While that was just an option for whales no-one seemed to care very much. Then Daybreak turned off the drops. Masters, always rare, became virtually unknown, even in raids. Adepts, the bread and butter of leveling and regular play, went from dropping commonly to become even rare than Masters used to be.

What with that, and the addition of the mistrusted Ascension system, which many players feel devalues their class choice and turns everyone into a Wizard, and which also has to be researched in the same way, there's a feeling that the pips are being squeezed dry. How true that is is hard to assess, particularly from my ironically-priveliged position in the cheap seats at the back.

I worry, though, that in the necessary drive to keep the game profitable by serving a very specific and fixed customer base, the dial may have been pushed a little too far in the direction of bringing the money in. Fan service gets a bad name for some very good reasons but in this case I hope this year's expansion is at least a little more directed towards the hardcore and their needs than the last few have been.

Turning the Adept and Master taps back on would help a lot. People didn't seem to mind paying to get to the top tiers so much. It's having to pay all the way that's hacked them off. Then again, crafters who make Experts must be laughing all the way to the bank. Hmm.. Come to think of it, I have a Scholar who can do that...

As always, you can't please all of the people all of the time. When it comes down to it you have to make a choice. As a dirty casual I've had a very good run these last few years. If next expansion sees the wheel turn a litle towards the Heroes and Raiders, I won't be complaining.

Well, not much...


  1. Oh crap, I wasn't even aware of those drop rate changes.
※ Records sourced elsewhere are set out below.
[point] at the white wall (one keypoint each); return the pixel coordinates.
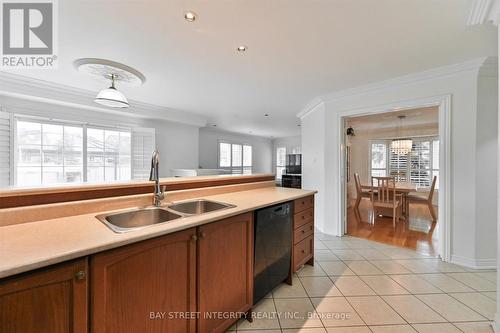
(291, 143)
(209, 142)
(313, 163)
(177, 143)
(178, 146)
(322, 150)
(486, 165)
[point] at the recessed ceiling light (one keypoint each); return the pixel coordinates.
(190, 16)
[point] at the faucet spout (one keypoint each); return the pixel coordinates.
(154, 175)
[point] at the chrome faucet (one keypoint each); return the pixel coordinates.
(159, 193)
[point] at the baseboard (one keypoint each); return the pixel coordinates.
(474, 263)
(496, 323)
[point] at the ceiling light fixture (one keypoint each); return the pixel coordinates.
(190, 16)
(111, 96)
(116, 72)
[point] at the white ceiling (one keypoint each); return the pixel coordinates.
(297, 50)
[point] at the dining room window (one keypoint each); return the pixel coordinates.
(378, 157)
(235, 158)
(417, 167)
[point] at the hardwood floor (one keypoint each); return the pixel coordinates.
(419, 233)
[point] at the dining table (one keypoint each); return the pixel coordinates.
(402, 188)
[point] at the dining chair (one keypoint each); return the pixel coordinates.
(425, 198)
(360, 193)
(386, 198)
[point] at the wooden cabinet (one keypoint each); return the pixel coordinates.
(50, 300)
(225, 271)
(303, 235)
(146, 287)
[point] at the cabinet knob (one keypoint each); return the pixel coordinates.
(80, 275)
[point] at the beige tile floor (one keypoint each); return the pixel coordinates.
(359, 286)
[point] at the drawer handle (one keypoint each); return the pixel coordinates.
(80, 275)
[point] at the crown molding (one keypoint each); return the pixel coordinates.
(30, 89)
(488, 65)
(484, 11)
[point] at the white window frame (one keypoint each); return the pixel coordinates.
(278, 165)
(432, 170)
(42, 120)
(239, 169)
(370, 156)
(108, 128)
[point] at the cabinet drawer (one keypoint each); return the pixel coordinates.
(302, 204)
(303, 251)
(302, 218)
(302, 232)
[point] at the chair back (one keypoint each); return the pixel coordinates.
(433, 187)
(358, 183)
(385, 187)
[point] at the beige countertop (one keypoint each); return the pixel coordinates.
(27, 246)
(16, 191)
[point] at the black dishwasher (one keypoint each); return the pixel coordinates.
(272, 248)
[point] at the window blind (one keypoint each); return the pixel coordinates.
(5, 149)
(143, 145)
(421, 163)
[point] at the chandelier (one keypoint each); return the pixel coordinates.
(401, 146)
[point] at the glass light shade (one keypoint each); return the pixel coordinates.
(401, 146)
(112, 98)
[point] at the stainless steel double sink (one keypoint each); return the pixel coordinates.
(140, 218)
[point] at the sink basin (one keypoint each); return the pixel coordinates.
(196, 207)
(137, 218)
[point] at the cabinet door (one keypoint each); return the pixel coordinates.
(146, 287)
(225, 273)
(51, 300)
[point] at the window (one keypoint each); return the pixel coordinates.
(378, 159)
(398, 165)
(280, 162)
(50, 152)
(235, 158)
(108, 155)
(418, 167)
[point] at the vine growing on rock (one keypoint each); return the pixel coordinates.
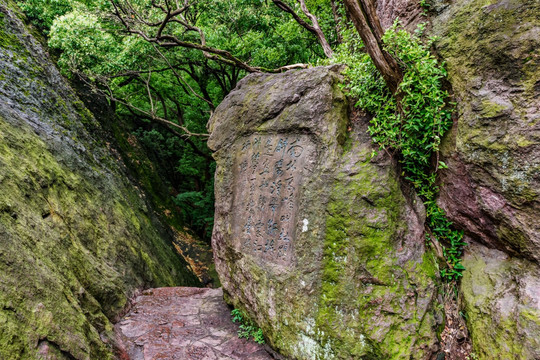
(409, 123)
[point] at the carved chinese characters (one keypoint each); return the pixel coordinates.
(268, 175)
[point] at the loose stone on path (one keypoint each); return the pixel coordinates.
(183, 323)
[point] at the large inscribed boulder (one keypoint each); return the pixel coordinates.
(316, 238)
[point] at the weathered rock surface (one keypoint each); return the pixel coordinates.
(492, 186)
(502, 304)
(315, 239)
(183, 323)
(76, 237)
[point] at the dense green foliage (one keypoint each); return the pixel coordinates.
(176, 84)
(247, 328)
(412, 127)
(183, 86)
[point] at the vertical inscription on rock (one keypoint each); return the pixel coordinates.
(269, 170)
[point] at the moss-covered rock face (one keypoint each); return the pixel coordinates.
(492, 51)
(502, 304)
(76, 238)
(349, 277)
(492, 186)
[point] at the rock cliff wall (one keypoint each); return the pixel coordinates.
(492, 187)
(356, 280)
(313, 237)
(76, 237)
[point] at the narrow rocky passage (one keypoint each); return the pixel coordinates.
(183, 323)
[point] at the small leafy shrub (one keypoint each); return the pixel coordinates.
(247, 328)
(412, 128)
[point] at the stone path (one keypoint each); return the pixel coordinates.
(183, 323)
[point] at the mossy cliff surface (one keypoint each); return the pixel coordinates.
(76, 238)
(492, 187)
(359, 283)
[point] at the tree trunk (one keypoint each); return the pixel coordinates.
(364, 17)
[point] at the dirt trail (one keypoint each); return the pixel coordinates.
(183, 323)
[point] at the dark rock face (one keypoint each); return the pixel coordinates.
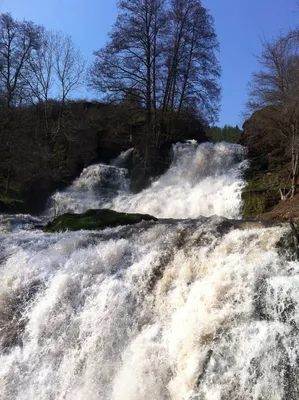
(90, 133)
(95, 220)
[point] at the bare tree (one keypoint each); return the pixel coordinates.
(69, 66)
(18, 41)
(274, 90)
(164, 51)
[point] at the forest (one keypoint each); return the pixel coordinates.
(157, 81)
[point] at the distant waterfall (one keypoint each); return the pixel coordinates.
(176, 309)
(203, 180)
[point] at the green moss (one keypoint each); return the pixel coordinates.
(94, 220)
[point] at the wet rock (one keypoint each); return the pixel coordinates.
(94, 220)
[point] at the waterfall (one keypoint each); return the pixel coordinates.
(177, 309)
(202, 180)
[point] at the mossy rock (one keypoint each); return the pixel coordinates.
(95, 220)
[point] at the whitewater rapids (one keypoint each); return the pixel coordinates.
(202, 180)
(182, 309)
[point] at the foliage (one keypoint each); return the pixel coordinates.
(162, 54)
(274, 93)
(228, 134)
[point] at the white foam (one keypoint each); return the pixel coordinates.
(203, 180)
(165, 311)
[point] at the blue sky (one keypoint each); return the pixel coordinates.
(240, 26)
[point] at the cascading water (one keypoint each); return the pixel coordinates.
(202, 180)
(203, 308)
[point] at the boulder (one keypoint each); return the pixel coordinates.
(94, 220)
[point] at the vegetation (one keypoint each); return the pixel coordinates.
(95, 220)
(161, 57)
(228, 133)
(274, 93)
(153, 73)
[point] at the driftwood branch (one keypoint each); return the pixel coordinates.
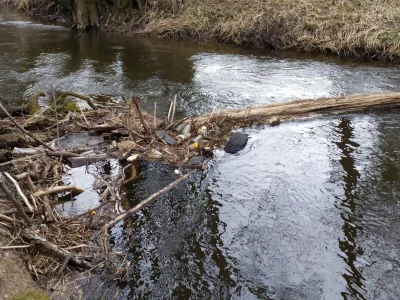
(58, 189)
(16, 203)
(82, 97)
(19, 160)
(18, 188)
(54, 249)
(136, 103)
(138, 207)
(307, 108)
(23, 130)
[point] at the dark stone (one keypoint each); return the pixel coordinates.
(237, 142)
(160, 133)
(197, 160)
(169, 140)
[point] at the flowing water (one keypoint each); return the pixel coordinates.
(308, 210)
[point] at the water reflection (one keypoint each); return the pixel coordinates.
(349, 211)
(308, 210)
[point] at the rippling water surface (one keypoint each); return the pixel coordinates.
(308, 210)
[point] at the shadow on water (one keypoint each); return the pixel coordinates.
(349, 206)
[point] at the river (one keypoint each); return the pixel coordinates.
(308, 210)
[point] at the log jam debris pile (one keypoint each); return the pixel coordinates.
(34, 159)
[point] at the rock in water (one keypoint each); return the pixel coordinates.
(237, 142)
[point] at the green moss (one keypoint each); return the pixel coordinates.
(35, 295)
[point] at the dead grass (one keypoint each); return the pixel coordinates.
(357, 28)
(367, 28)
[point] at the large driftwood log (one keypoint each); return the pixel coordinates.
(54, 249)
(307, 108)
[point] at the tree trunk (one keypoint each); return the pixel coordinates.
(86, 14)
(141, 6)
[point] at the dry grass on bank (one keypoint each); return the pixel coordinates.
(364, 28)
(368, 28)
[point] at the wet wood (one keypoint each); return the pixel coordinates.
(59, 189)
(86, 160)
(23, 130)
(138, 207)
(54, 249)
(308, 108)
(16, 203)
(18, 188)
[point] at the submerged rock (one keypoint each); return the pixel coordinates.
(197, 160)
(237, 142)
(169, 140)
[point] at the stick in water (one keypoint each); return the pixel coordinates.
(19, 191)
(139, 207)
(23, 130)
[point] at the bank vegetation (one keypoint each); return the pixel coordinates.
(358, 28)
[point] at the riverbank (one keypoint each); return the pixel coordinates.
(365, 29)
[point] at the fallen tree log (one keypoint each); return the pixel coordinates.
(306, 108)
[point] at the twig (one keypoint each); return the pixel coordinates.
(56, 179)
(15, 247)
(19, 191)
(23, 130)
(140, 114)
(64, 264)
(170, 109)
(155, 115)
(57, 251)
(85, 213)
(58, 189)
(141, 205)
(16, 203)
(47, 209)
(6, 219)
(58, 129)
(173, 109)
(84, 117)
(19, 159)
(85, 98)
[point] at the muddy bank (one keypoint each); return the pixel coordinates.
(349, 29)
    Like you the scarcity of Masters never affected me all that much since I stopped raiding around '08 or '09. Crafting the Experts myself and only upgrading the most important spells by just waiting was more than enough for my needs.

    But imagining the situation as you descibe it...pretty horrible tbh. I wouldn't have thought they'd go this far, considering how consumer-friendly they still are otherwise.
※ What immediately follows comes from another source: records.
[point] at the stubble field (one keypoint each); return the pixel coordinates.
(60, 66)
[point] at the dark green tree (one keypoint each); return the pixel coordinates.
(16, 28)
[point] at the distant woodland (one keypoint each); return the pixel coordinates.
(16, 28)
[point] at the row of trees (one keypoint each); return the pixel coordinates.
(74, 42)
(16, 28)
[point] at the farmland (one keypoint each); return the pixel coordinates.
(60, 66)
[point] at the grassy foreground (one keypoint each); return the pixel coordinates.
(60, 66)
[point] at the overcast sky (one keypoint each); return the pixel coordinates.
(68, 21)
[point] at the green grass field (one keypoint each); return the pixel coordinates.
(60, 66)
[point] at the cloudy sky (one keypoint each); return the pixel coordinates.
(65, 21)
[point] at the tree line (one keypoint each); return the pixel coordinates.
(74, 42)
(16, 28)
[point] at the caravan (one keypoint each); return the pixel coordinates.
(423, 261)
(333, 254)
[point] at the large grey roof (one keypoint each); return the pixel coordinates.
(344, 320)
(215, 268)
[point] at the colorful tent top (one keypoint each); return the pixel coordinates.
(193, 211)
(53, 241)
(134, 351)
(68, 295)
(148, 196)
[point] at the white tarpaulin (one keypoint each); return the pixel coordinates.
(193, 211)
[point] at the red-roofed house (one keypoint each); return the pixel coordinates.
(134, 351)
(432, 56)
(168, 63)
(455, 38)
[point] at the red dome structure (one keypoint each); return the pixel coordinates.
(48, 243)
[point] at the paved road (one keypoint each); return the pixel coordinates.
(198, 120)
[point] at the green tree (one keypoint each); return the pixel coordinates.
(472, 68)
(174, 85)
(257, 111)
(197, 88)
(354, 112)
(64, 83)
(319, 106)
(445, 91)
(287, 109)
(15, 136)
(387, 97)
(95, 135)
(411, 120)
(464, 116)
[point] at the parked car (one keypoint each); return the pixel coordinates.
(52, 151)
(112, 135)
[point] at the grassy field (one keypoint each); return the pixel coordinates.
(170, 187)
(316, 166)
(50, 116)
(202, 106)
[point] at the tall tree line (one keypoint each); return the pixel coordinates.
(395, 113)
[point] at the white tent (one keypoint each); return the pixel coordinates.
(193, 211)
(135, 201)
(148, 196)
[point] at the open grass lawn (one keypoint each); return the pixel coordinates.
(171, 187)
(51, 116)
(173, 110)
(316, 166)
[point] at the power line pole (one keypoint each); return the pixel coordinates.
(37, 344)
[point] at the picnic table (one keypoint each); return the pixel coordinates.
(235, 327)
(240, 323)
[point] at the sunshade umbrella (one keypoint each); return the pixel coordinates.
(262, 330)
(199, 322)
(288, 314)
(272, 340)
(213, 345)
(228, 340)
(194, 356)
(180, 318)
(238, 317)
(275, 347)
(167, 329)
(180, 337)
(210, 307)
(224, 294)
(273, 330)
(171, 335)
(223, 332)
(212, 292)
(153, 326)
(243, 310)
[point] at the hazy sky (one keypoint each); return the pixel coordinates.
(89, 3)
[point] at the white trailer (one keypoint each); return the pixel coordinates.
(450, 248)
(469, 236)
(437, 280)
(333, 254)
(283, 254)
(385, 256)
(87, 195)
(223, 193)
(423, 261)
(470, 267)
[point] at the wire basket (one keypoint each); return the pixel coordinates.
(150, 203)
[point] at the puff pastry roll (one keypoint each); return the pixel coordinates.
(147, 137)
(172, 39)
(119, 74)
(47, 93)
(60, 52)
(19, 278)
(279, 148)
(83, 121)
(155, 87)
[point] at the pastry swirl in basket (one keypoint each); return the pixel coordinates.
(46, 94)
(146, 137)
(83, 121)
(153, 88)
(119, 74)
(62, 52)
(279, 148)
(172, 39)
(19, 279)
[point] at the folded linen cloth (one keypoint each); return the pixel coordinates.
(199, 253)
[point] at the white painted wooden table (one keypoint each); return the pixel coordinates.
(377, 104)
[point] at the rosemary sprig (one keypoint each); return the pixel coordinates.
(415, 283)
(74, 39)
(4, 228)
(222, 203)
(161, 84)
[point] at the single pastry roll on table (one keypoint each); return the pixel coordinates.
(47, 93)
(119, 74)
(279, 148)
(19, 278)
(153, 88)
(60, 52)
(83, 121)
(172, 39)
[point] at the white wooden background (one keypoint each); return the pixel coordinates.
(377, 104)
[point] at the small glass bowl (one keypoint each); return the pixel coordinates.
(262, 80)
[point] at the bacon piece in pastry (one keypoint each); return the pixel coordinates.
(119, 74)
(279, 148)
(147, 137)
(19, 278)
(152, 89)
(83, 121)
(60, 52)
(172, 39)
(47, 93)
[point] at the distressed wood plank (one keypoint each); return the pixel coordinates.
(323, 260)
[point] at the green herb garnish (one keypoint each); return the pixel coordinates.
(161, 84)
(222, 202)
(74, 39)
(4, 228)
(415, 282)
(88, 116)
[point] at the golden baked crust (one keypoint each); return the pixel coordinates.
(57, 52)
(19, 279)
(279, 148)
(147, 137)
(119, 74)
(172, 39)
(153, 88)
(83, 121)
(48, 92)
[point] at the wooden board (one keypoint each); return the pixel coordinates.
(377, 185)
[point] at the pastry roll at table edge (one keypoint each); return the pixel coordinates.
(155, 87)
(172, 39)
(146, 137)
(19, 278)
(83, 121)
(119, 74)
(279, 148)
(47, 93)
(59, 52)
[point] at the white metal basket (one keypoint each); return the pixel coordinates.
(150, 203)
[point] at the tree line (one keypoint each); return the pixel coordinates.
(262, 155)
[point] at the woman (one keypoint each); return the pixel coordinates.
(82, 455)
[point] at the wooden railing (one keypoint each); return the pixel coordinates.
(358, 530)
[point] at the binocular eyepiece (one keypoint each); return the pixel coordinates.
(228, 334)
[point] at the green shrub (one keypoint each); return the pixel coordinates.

    1. I wish someone who's actually involved in the Heroic/Raid endgame read and commented here because I have to take my soundings from places like the official forums, which have been a breeding ground for discontent for far longer than Daybreak have been around. EQ2 players, historically, are an extremely negative bunch, or at least the ones who post on forums always have been.

      My experience on Adept drops from around level 100 up, though, is that they are at least as uncommon now as Masters used to be. The upside is that theysell for a fortune when you get one, or they do when there's been a level cap rise. And since in EQ2 you never, ever get a spell drop for the class you play, that's very welcome.

      Also on the upside, the current system has really brought crafting into its own. The advice at the start of a new expansion nowadays always seems to be "get full mastercrafted" for arrmor and the rares to make Expert spells are no harder to get than they ever were, as far as I can tell.

      The problem seems to kick in once you get to T1 Heroics, which I have never done. When I was last playing the Group game, dungeons in EQII didn't even have tiers. I don't like the tiered dungeon progression system in any game so it's unlikely to affect me, whatever they do with it. I'm just a bit wary of what might happen if the people who do that sort of stuff finally decide it's not worth it any more. They're probably the ones keeping the lights on...

  2. It doesn't affect me either, but I do appreciate the general difficulty pitch of the non-raid content. I too look forward to a new expansion, I'll be doing the summer gearing event this year again to get a couple of characters ready. Oh and FFXIV has crafting quests for all the tradeskill professions, but they are only every 5 levels (as are adventuring class quests) and, IMHO, the storytelling isn't as involved as in EQ2 as a result of how fragmented they are.

    1. Oddly, I have never crafted in FFXIV (or not since the original, pre-ARR version). I really should do that.

      Can't wait for the Panda's next set of explorations!